Alumna plunges into the ‘Shark Tank’

Rebecca Rescate is quite comfortable swimming with sharks.

The 2002 Northeastern graduate recently reappeared on ABC’s reality TV show Shark Tank, in which budding entrepreneurs pitch their businesses to a group of investors, known as “sharks.” Rescate is the first entrepreneur in the show’s history to return to pitch an entirely different product; both times, her problem-solving products have yielded a partnership with a land-borne investor.

“The show helped me realize my full potential as an entrepreneur,” said Rescate, a Northeastern alumna who earned a degree in media arts and design, with a minor in business. “I’ve acquired these skills of marketing and branding of consumer goods. I know how to launch them, sell them, and run a business around them, and I can replicate that for other businesses.”

Rescate’s entrepreneurial journey has taken many twists and turns. Newly married and fed up with her cat’s litter box stinking up her tiny Manhattan apartment, she developed a training kit that helps felines gradually transition to using the toilet.
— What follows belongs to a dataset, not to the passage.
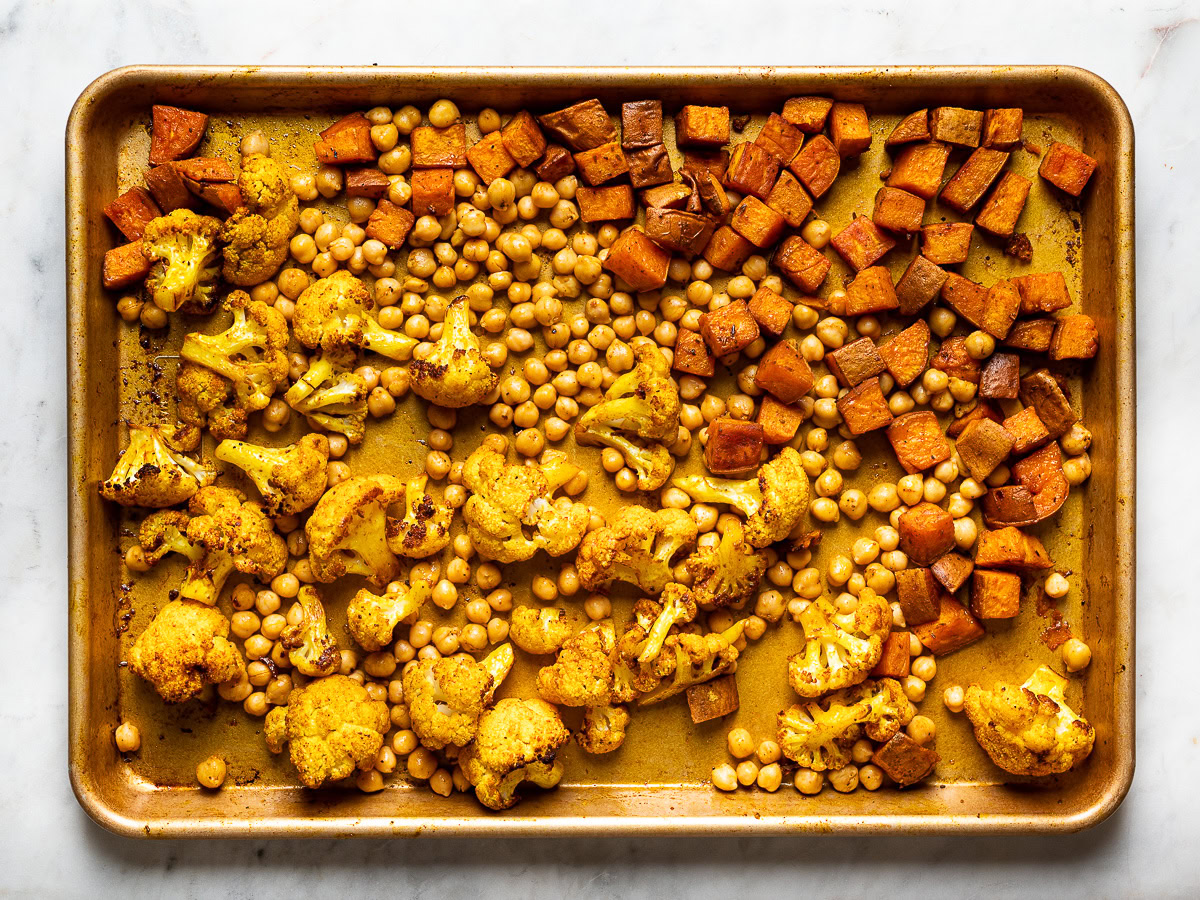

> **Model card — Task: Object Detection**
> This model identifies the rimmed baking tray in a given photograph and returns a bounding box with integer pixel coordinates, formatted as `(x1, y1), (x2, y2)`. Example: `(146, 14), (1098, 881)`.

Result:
(66, 66), (1135, 838)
She launched CitiKitty in 2005 with $20,000 in wedding gift money and personal savings; it has since reaped more than $4 million in sales.

Rescate pitched CitiKitty on Shark Tank in 2011 and secured a partnership with shark Kevin Harrington, founder of TVGoods, Inc. and chairman of As Seen On TV, Inc. That success led her to meet Chris Hindley, the founder of HoodiePillow—a pillow with a stitched-in hoodie and easily accessible spaces for a smartphone and a pair of headphones. Recognizing the product’s mass market potential, Rescate partnered with Hindley—a decision that led her to dub herself “a mini-shark”—and recently returned to Shark Tank to showcase the company. (The episode was filmed in September, aired last Friday, and can be viewed at ABC.com.)

After receiving offers from four sharks, Rescate and Hindley secured a deal with Robert Herjavec, CEO of The Herjavec Group, a leading IT security and infrastructure integration firm. “I missed out on you once. I’m not going to do it again,” Herjavec told Rescate on the show. “I think you’re going to make it happen.”

Rescate—now a mother of three living in Pennsylvania—has drawn from her Northeastern experience to build herself into a successful entrepreneur. To build CitiKitty, she tapped into the graphic design, marketing, advertising, and accounting skills she learned in the classroom from her professors, whose expertise was grounded in real-world experience running campaigns for advertising agencies.

Rescate also credited a co-op experience working as a marketing intern for a furniture company in Washington D.C. “I saw the inner-workings of that company, and drawing from that real-world experience made my education that much more powerful.”

Rescate has practical advice for entrepreneurial students, stressing the importance of identifying a problem to solve, a market to serve, and why you’re uniquely positioned to serve that market. She also noted that entrepreneurs must determine a dollar amount they’re willing to lose in order to make their businesses successful. “You can’t put yourself in financial jeopardy and your own well-being on the line to make a product successful,” she explained. “Identify an amount that if someone took it away tomorrow, you could live with it.”